Qu’est-ce qui peut favoriser l’émergence et le développement d’une démocratie sociétale ?

Les hommes politiques bien sûr, en favorisant le débat et l’échange des points de vue, mais également et surtout les médias. On mesure bien, à travers les exemples récents de la sécurité routière ou de l’écologie, l’impact des médias sur les comportements. Outre les documentaires, les films ou les journaux télévisés, les téléfilms, souvent sous-estimés, permettent également des prises de conscience sur les évolutions sociologiques de la société. On ne sait raisonner que par l’argumentation rationnelle et l’on néglige l’importance du récit et des histoires racontées. On peut utilement contribuer à la réflexion collective avec des fictions comme celle qui présentait, il y a quelques mois, la possibilité d’échanges avec des monnaies locales.
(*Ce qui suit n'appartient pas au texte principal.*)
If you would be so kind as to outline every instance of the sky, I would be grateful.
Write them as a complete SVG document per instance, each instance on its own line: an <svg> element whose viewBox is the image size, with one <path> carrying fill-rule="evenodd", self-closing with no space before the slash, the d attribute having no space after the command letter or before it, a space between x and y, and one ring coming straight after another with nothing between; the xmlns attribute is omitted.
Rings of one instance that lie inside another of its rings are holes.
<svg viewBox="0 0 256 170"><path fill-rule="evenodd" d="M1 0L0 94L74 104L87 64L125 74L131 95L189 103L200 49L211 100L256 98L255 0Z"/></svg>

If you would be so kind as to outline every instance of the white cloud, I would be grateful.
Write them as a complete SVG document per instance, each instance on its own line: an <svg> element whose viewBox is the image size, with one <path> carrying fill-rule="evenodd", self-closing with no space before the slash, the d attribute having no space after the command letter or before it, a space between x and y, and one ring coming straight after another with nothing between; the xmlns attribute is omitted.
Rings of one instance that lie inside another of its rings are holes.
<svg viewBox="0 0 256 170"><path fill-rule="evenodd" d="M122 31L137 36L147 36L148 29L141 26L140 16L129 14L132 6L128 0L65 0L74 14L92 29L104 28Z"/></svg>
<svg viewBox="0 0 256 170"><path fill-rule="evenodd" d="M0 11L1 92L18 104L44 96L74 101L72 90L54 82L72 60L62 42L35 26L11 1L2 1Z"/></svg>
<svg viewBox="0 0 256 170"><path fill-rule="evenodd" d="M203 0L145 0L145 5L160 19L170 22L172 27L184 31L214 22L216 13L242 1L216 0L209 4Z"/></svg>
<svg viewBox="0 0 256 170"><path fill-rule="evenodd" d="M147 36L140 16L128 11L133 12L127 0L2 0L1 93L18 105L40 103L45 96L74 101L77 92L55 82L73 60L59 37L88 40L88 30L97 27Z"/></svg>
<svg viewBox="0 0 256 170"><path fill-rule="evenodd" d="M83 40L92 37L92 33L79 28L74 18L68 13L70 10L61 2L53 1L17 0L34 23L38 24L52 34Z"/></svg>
On suivait les tribulations d’un psy dans la Creuse qui échangeait ses séances contre des lapins ! Aujourd’hui, l’alliance semble impossible entre le politique, le
médiatique et la société civile car nous sommes coincés dans un système de relations de défiance. Or il serait
intéressant d’aller vers une coopération prospective, de créer des alliances inédites pour lancer des mouvements d’opinion en profondeur. Il nous faut être créatif, sortir des carcans dans lesquels nous sommes enfermés alors que le monde a changé. De plus, Internet est un outil extraordinaire à notre disposition pour favoriser les envies d’agir et créer des passerelles.

L’école a t-elle un rôle à jouer ?

Ou l’on agit aussi radicalement que le proposait Ivan Illich dès les années 70 ou l’on intervient à côté, en marge, pour multiplier les dynamiques, pour permettre d’autres espaces d’épanouissement complémentaires. Le modèle de l’école n’est pas
mauvais, mais il est unique. Il faudrait favoriser la diversité des modèles. Nous avons deux gros défauts en matière d’éducation. On suscite trop peu la curiosité et l’envie d’entreprendre. On demande beaucoup à l’école et à la famille. La société se décharge un peu trop facilement de sa responsabilité collective à mettre la génération suivante en situation de prendre la main sur son avenir. Le service civil obligatoire peut être aussi un fabuleux moyen pour favoriser l’apprentissage du « vivre ensemble » et surtout créer le désir de sortir de son isolement.

La Ville de Lyon, le Grand Lyon ou la région Rhône-Alpes se sont engagés dans des démarches de démocratie participative. Quelle
perception avez-vous des dispositifs mis en place ?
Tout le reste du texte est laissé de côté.